最低限必要なFAHClientのみ導入。

インストール

$ wget https://download.foldingathome.org/releases/public/release/fahclient/debian-stable-64bit/v7.6/fahclient_7.6.9_amd64.deb
$ sudo dpkg -i --force-depends fahclient_7.6.9_amd64.deb
  • 以下のような画面がでてくるので、ユーザ名等を対話式で入力。
    • ユーザー情報系は設定しなくとも動作はするので、わからなければ空白でOK。
    • Power(どれくらいCPU資源を割くか)の設定でfullを選択すると、マシンのCPUを最大限に用いて計算をする。lightを選ぶとCPU利用率50%前後で動作する。

設定

  • /etc/fahclient/config.xmlを編集。更新にはroot権限必須。
<config>
  <!-- Client Control -->
  <fold-anon v='true'/>

  <!-- Folding Slot Configuration -->
  <!-- v7.6.9-1以降、causeにCOVID-19を指定すれば、コロナ関連タスクを優先的にアサインしてくれるようになる -->
  <cause v='COVID_19'/>
  <gpu v='false'/>

  <!-- Webコントローラへのアクセス権限設定。xxx.xxx.xxx.xxxのところに自分のIPアドレスを記入 -->
  <allow>127.0.0.1 xxx.xxx.xxx.xxx</allow>
  <web-allow>127.0.0.1 xxx.xxx.xxx.xxx</web-allow>

  <!-- どの程度CPU資源を利用するか。light,middle,fullの3択 -->
  <power v='full'/>

  <!-- User Information -->
  <!-- ユーザ情報。ユーザ名を入れておけば個人でどれだけ貢献したか集計される -->
  <user v='deflat'/>
  <!-- 所属したいチームのID。省略可。ちなみに222は"Japan"チーム。 -->
  <team v='222'/>
  <!-- 省略可。公式サイトでメールアドレスを登録して受け取ったキーを設定するともらえるポイントが多くなる -->
  <passkey v='***ここにキーを張り付け***'/>

  <!-- スロット番号とタイプ。今回はCPU1個しかないのでいじらない -->
  <!-- Folding Slots -->
  <slot id='0' type='CPU'/>

</config>

設定反映&サービス再起動

  • 以下のコマンドでサービスを再起動。
    • 補足: タスク処理中にstopしても、次startしたときはちゃんと続きから計算してくれる。
$ sudo /etc/init.d/FAHClient stop
$ sudo /etc/init.d/FAHClient start

動作確認

  • Webブラウザでhttp://<VMインスタンスの外部IPアドレス>:7396にアクセスする。
    • 以下のような画面が出たらOK。

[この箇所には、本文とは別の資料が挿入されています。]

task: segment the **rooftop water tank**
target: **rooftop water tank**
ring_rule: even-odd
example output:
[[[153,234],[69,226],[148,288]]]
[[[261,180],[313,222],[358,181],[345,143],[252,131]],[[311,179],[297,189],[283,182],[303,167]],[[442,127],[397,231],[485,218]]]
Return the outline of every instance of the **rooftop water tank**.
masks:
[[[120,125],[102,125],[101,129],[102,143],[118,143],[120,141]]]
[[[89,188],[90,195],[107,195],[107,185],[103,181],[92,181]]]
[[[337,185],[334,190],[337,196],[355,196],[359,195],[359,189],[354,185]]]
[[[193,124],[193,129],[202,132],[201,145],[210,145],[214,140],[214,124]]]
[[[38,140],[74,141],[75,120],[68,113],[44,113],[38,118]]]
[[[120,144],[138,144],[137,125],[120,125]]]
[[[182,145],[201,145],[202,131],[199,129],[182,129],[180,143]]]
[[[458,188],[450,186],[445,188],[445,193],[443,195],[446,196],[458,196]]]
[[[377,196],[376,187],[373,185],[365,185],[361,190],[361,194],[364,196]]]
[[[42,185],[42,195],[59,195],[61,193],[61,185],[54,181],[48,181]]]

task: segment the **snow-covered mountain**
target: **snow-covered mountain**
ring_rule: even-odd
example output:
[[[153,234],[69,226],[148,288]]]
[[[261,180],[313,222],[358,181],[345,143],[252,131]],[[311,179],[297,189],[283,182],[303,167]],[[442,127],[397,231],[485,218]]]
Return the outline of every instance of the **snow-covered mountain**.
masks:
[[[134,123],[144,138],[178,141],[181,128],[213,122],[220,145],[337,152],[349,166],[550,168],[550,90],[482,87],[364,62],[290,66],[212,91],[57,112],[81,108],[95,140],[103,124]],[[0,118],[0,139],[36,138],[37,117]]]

すでにタスクを取得している場合、進捗状況等表示される。

結果

  • 今のところ不具合もなく、1タスク10時間程度でこなせている。

まとめ

  • 「新型コロナウイルスの解析に貢献しつつ、Google Cloud Platformの環境構築を実践してみよう」とした話でした。
  • 結果、無料クレジットの範囲内でも、そこそこのスペックのVMを組むことができました。
  • 今回作った環境はしばらく起動させっぱなしにしてみます。1か月後あたりにもろもろどうなったかを報告できれば、とも考えてます。